Typically, some RP designs have lower or higher resistance values than are necessary for continuous operation. Also, if they are sinking more power (Volts X Amps = Watts) then they were designed for, they will get very very hot and eventually some of the individual resistors in them start burning out. Resistors have a wattage value. If they sink more current and draw more power (watts) than they are rated for, they will die, sooner rather than later.
The snag with resistor packs is, every resistor in one has a similar resistance. Sometimes you want a bit higher, to reduce the amount of power being drawn. Swapping out just one resistor isn't possible without hacking the motherboard. If you do replace RP2, try it 2 ways - one with the same resistance values, one with about double that or less. The double one will run cooler, but might not be able to "assert" the line correctly.
You might find some of the logic chips around that area, which connect the fast RAM sockets to the rest of the system, have gone bad.
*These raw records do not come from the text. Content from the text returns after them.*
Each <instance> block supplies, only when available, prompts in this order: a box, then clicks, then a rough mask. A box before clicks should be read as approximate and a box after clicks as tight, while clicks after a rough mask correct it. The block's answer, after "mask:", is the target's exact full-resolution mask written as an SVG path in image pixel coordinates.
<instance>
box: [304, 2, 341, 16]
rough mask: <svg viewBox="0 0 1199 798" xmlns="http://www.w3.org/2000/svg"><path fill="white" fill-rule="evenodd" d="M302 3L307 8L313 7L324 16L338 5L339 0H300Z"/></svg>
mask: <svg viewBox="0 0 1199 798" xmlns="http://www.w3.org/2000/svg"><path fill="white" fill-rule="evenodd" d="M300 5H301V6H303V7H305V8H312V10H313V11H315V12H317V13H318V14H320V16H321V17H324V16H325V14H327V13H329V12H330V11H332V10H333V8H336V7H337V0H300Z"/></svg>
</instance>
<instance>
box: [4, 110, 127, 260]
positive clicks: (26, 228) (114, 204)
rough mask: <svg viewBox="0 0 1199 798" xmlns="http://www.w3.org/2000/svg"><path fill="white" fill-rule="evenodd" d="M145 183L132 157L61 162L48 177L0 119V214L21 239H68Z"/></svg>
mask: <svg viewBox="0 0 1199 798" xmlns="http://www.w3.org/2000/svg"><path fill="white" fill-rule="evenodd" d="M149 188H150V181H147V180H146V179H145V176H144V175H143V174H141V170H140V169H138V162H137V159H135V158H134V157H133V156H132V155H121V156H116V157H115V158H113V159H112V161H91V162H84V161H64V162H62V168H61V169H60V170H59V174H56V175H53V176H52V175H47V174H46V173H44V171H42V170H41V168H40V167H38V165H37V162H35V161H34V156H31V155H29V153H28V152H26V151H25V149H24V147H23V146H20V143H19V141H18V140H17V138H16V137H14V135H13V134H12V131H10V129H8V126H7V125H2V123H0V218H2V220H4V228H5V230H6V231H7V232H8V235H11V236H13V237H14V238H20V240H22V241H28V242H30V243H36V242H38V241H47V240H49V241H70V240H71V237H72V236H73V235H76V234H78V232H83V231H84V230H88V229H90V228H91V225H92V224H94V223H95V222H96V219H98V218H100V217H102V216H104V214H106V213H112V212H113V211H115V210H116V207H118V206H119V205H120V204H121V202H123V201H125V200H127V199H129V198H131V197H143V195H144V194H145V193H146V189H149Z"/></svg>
You can get 74 series chips in both TTL and CMOS. Most equipment was fitted with TTL. CMOS take way less power and does the same job, but requires careful handling as it is static sensitive (this is an issue when noobs start poking around with hardware).
What revision of A2000 are you using it on? Problem might not be the card, it might be a mod done to bring early rev 4 boards up to rev 6 standard. Or there might be issues with both Amiga motherboard and card daughterboard.
The root cause I think is, accelerators need slow downs when talking to or reading from the Amiga custom chips, or chip RAM. That part of the bus only goes at 7MHz (AGA goes 14MHz), so accelerators have to slow down access to those areas, or the information gets garbled on transfer. For some reason, that used to work, but does not anymore.
The problem is vastly reduced on the A3000 and A4000, which were ALWAYS designed for faster CPUS to access the Amiga parts of a system without a hitch. OK, sometimes you have to plug in newer Busters, but the design side was there from the start. Those were designed asynchronous from the ground up. A2000s just were not, it was something they were adapted to by modification.